Encourage imaginative play
Give your children the space and confidence to dream and make believe. Rather than forking out money to pay for pricey toys, simply give them cardboard boxes, pieces of cloth and furniture around the house and let their imagination run wild.

Take a box of crayons and invite your child to colour outside all the lines of the colouring book.
Smash the crayons into the page and see the different effects of mixing the myriad of colours.

And NEVER EVER berate a child for doing something different nor place unnecessary restrictions on them while they are playing.  Instead, let them daydream, imagine and experiment.

Give them an arena to make mistakes and assure them that mistakes are part and parcel of the learning process.
The end results and the need to achieve perfection should never be overly emphasized on, for perfection in itself is the dearth of creativity.

Encourage silliness!
Change the rules of a board game at home. Ask your child what if Cluedo became a game about matchmaking? Or Risk became a canvass on which we could travel the world to find out more about each country?page2image21696

How about creating your own whimsical world of make believe in Monopoly, perhaps with streets filled with candy cottages and chocolate coins as money?

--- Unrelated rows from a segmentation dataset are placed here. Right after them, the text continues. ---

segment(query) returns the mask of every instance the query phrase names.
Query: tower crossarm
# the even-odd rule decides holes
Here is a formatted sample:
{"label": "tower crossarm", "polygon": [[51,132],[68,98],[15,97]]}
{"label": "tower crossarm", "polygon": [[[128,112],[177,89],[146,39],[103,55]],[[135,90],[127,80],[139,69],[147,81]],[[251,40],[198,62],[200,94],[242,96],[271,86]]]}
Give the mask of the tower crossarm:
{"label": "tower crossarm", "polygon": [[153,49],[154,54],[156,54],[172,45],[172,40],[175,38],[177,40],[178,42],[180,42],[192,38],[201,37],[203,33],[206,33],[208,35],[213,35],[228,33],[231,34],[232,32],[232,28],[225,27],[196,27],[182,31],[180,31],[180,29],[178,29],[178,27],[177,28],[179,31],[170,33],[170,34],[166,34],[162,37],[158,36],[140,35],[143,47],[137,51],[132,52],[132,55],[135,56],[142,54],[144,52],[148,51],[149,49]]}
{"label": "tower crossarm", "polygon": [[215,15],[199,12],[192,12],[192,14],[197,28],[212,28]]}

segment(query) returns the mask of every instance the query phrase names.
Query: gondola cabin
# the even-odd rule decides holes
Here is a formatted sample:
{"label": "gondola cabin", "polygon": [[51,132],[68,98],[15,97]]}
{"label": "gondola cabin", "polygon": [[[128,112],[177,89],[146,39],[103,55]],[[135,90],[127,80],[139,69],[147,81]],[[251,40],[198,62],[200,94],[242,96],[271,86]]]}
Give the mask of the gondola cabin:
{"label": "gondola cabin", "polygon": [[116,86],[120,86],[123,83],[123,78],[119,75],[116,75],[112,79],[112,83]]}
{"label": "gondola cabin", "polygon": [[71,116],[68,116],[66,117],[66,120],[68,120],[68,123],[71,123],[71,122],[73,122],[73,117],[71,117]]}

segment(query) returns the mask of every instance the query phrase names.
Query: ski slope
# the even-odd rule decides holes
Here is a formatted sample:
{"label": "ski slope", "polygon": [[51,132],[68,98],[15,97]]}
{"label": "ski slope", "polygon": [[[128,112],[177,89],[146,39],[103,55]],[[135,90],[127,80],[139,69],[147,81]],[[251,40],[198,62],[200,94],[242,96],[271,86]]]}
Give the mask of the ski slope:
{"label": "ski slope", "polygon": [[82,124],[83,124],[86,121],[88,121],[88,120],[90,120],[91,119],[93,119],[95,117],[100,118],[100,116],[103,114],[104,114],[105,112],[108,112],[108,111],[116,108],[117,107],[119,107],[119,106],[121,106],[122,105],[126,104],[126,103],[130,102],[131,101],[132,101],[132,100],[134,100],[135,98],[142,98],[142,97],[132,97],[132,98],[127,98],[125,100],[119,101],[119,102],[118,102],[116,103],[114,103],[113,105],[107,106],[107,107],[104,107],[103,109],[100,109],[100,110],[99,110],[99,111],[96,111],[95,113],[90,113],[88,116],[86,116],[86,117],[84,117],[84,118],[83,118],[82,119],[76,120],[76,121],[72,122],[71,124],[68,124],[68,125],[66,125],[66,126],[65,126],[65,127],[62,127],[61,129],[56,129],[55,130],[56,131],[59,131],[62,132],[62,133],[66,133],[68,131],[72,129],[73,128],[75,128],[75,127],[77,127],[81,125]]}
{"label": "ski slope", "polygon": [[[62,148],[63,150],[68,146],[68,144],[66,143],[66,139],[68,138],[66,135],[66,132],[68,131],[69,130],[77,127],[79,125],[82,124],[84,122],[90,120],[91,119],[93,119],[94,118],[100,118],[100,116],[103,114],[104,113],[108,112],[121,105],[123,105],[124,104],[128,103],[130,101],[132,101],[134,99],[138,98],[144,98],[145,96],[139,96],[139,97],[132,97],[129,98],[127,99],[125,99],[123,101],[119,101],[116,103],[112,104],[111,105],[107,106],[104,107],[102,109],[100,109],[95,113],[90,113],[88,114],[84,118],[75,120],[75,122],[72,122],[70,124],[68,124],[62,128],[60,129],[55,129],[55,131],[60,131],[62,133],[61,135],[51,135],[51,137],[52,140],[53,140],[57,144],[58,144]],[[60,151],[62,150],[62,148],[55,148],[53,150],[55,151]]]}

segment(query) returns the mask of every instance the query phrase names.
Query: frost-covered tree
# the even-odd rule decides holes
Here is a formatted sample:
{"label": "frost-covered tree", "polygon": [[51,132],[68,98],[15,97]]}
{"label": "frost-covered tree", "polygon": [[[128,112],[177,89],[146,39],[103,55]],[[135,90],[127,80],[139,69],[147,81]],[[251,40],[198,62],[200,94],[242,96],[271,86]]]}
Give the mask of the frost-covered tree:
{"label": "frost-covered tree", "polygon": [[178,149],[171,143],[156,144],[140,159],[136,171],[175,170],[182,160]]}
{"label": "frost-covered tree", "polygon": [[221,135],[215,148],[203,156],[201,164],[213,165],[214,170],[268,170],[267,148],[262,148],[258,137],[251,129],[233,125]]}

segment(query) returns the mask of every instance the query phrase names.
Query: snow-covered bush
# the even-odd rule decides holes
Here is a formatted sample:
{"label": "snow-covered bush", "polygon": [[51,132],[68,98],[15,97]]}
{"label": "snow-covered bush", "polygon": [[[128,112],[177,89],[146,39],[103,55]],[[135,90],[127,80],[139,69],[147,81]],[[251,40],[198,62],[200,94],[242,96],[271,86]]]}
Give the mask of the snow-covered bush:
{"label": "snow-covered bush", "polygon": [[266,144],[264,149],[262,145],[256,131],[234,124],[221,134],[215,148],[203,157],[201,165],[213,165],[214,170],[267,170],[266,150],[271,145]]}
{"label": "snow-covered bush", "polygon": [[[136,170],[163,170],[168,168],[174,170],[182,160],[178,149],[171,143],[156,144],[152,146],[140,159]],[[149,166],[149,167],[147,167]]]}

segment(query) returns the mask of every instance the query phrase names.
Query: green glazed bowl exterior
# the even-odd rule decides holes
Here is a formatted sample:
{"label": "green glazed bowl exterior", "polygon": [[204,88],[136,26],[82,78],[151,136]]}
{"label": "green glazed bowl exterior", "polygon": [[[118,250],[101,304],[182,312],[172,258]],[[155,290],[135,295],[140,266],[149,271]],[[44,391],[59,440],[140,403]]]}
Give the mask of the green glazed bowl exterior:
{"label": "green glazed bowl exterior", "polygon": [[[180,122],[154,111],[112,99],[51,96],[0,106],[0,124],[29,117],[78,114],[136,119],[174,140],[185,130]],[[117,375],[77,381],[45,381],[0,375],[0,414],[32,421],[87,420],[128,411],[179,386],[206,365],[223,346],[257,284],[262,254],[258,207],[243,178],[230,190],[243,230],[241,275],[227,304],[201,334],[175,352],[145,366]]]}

Or even splash paint on your hands and feet and have a game of messy and unconventional Twister!

If your child has ostensibly “half-baked”, eccentric or quirky ideas, never put him down. Encouraging your child to be humorous and to be able to laugh at himself will equip him with the resilience of looking at the lighter side of things and to be able to have fun even when the going gets tough.

So the bottom line is; our children’s creativity, their innate talents, their dreams and personality are unprecedented. No one else in the world can bring their ideas to life in the way that they can and we should always celebrate their contributions, no matter how small, ridiculous or even over the top.

For creativity is experimenting, taking risks, breaking all the rules, making mistakes in the process, learning from these mistakes but ultimately having fun!